9 - Vassoura atrás da porta pra espantar visitas indesejadas. Direto minha mãe me passava a vassoura discretamente pra eu colocar atrás da porta e espantar vizinhos pentelhos. Não sei se era a vassoura ou a finesse da minha mãe, mas eles iam mesmo embora logo…

10 - Se derramar sal, jogar um punhado por cima do ombro pra dar sorte. Agora eu não lembro se é o ombro esquerdo ou direito. Whatever. Essa daí é bem pouco prática. Da primeira vez que eu derramei sal na mesa (era moleca ainda) tomei um baita esporro da minha mãe e sequer lembrei de jogar o sal por cima do ombro. Da outra vez, já adulta, cozinhando, derramei um pouco de sal do lado de fora da panela, peguei um punhado e joguei sobre o ombro. Quando olhei pro chão, cheio de sal, lembrei que eu ia ser a idiota que ia limpar. Never again.

11 - Não colocar bolsa no chão senão o dinheiro vai embora. Vai chegando bêbada da balada e tenta mirar o cabideiro ou seja lá onde você coloca a sua bolsa. Impossível, amiga. Se der sorte, joga no sofá ou em cima da mesa. E o meu dinheiro vai embora a cada mudança de estação com liquidações e novas coleções, e não porque eu deixei a bolsa no chão.

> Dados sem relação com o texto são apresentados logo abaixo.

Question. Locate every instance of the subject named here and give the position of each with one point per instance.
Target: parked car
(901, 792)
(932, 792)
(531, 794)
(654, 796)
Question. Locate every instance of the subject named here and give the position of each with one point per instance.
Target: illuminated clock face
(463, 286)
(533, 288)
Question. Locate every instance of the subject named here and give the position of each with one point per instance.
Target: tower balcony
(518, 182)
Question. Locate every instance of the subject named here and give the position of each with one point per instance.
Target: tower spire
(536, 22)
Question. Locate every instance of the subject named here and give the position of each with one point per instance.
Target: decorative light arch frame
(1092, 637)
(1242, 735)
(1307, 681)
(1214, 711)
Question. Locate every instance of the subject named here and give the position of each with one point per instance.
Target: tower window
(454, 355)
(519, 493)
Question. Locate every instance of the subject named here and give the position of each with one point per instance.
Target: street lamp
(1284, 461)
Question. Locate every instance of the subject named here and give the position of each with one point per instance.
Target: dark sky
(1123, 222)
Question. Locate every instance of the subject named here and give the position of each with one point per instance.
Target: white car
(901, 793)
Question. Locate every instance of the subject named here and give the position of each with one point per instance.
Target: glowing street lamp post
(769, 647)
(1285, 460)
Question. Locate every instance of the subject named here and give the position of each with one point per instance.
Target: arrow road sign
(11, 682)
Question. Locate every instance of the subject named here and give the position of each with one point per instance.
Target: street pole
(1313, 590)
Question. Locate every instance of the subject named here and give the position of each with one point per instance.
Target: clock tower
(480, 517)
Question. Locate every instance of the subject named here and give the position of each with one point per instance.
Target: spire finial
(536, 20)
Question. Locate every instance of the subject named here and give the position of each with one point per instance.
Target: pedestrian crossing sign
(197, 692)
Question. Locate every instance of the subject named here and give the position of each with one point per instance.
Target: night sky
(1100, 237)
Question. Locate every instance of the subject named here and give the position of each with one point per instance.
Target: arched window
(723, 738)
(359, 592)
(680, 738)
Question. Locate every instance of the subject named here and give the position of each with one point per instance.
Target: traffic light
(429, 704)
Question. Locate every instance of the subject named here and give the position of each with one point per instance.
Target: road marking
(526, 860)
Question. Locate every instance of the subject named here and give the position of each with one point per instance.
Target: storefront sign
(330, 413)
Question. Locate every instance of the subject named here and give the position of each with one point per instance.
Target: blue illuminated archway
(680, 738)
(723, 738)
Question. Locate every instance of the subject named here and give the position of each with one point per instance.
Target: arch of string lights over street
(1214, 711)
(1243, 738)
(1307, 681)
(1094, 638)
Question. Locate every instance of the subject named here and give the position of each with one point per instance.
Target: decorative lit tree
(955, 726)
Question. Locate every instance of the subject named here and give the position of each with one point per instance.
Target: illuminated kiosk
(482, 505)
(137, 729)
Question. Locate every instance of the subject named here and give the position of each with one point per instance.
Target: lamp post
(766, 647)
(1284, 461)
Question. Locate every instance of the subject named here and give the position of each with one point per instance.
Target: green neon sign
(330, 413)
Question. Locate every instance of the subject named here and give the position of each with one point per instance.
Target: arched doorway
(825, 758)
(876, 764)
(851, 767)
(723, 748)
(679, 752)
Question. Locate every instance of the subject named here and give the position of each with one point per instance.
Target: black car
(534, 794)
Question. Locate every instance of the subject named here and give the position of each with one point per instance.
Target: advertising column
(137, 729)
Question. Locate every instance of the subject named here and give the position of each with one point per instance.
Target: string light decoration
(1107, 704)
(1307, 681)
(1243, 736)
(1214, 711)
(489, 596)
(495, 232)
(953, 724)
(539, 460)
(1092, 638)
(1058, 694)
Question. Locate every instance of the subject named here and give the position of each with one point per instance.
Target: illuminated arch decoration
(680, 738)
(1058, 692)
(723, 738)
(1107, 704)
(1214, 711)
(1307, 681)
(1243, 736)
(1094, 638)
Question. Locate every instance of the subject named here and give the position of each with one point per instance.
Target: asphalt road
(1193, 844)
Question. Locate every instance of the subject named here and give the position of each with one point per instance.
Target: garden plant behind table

12 - Mexer com fogo é xixi na cama na certa. Já reparou que nossas mães só vinham com essa história quando era época de festa junina? Criança tem uma atração irresistível por fogueira, né? E pra evitar merda… (como se adiantasse)

13 - Pegar na cor verde quando falar alguma coisa junto com outra pessoa. “Peguei no verde primeiro!” Gente, não tem coisa mais gay, mais “miguxa”, que nossas mães poderiam ter nos ensinado. E depois, qual a finalidade de pegar no verde? Quem pegava no verde primeiro ganhava o quê? Prêmio de retardado mais rápido do oeste?

E mais, minha mãe disse que a Lua tem poderes mutantes, cuidado...

E mais, minha mãe disse que a Lua tem poderes mutantes, cuidado...

14 - Fazer pedido pro cílio caído de outra pessoa. Tem coisa mais absurda do que você e outra pessoa fazerem um pedido para um cílio caído? Gente, relooouuu! É um cílio, um CÍLIO! Se eu fosse fazer  um pedido pra cada cabelo/pelo que cai do meu corpo, ia acabar pedindo era pra não ficar careca, isso sim.

Essas foram algumas CPEs que eu lembrei com a ajuda dos meus irmãos. Renderam, além desse post, uma boa noite de lembranças e risadas. Agora diz aí se tua mãe e tua avó não são tão malucas quanto as minhas.